Ok, I'm wondering if I can take a basic buttercream recipe, add some cherry chips to it and come up with a light icing. I have a vanilla cake that I've been wanting to make and was thinking that would be a really nice light frosting since it will be two 9" pans. 

Can anyone possibly help me out? 

Thanks in advance everyone!

Sue


----------



## Maverick2272 (Jan 20, 2008)

I think, IMHO, that you would just end up with buttercream frosting full of cherry chips.

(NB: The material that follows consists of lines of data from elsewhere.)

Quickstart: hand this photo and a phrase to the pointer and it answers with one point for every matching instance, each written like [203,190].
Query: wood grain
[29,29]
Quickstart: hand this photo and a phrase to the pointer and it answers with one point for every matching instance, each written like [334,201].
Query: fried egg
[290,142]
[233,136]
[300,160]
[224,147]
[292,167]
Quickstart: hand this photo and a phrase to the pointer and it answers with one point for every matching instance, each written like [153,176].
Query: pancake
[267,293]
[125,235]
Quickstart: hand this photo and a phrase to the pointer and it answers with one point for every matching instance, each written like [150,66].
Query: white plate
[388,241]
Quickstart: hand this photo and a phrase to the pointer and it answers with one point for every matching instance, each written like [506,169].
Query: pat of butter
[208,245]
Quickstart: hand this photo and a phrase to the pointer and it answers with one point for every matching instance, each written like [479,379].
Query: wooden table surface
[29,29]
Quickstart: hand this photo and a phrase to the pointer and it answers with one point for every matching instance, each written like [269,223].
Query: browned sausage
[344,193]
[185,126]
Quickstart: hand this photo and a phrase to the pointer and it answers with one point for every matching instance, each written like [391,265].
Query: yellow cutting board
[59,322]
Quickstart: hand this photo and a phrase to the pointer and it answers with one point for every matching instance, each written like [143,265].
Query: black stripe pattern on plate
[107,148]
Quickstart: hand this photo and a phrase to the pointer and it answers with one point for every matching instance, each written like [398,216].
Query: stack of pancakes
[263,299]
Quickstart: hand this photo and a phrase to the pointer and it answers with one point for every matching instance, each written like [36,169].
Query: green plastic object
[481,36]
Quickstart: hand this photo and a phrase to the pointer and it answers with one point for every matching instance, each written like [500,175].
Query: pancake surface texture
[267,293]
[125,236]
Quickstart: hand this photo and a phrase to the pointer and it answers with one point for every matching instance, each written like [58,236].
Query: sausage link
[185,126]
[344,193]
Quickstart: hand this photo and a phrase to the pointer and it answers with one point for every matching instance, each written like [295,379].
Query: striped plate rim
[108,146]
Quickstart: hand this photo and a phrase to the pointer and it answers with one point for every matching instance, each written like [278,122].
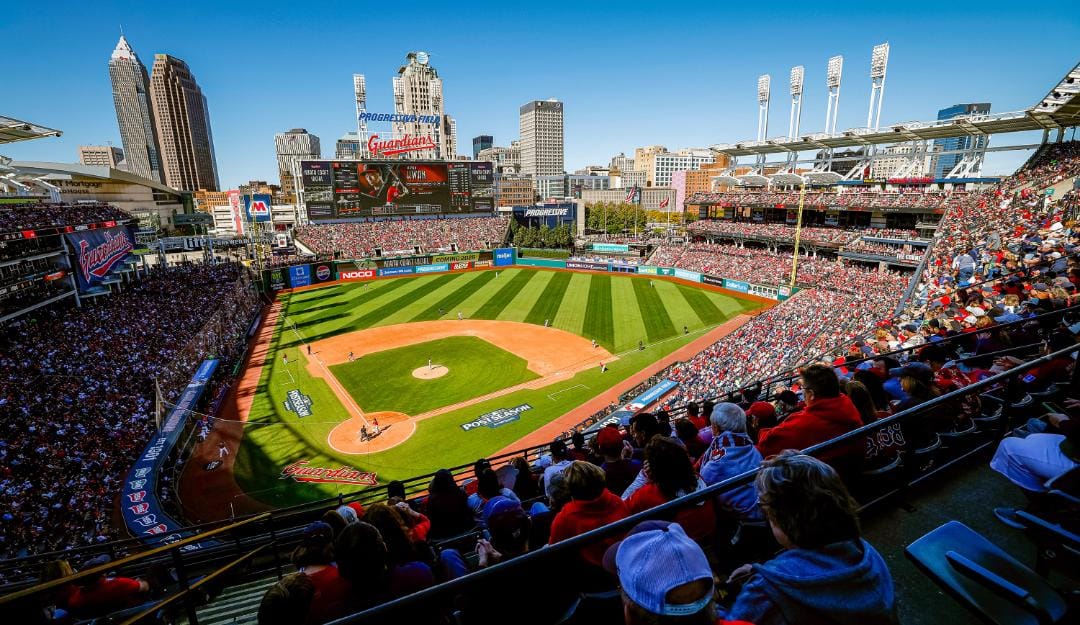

Which, if you made a vanilla buttercream might not be that bad.
but, I think I would go with a basic boiled frosting so you could melt the cherry chips into it and get a cherry frosting that way.
Or, the reverse is to make the cake with the cherry chips in it and just use a vanilla buttercream frosting to top it, or half and half with half the chips in the cake and half of them melted into a boiled frosting.


----------



## SueBear (Jan 20, 2008)

what I was going to do was melt the chips into the buttercream and add them in. I forgot to add that.. my mistake. 

If they can't be melted first then added into the butter cream icing I'll have to do up a different icing all together then which is no problem, I was just curious since that is what I had planned. I appreciate your help. Thanks.


----------



## DrThunder88 (Jan 20, 2008)

What about the syrup from maraschino cherries?  It's not exactly genuine cherry flavor, but it might be easier to mix into the frosting.


----------



## letscook (Jan 20, 2008)

what about cherry flavoring.  I think you can get it wherever they sell cake decorating and I have seen it in some grociery store.


----------



## Caine (Jan 20, 2008)

Would using real, live, honest-to-goodness cherries be out of the question? I believe they're still available in the supermarket, in California anyway.


----------



## tdejarnette (Jan 20, 2008)

The cherry chips might make a pretty decoration on the buttercream if the melting doesn't work.  I would test a little batch with the melted chips.  Or melt the cherry chips and drizzle on top of the icing you usually make. I hope you tell us how it worked out.


----------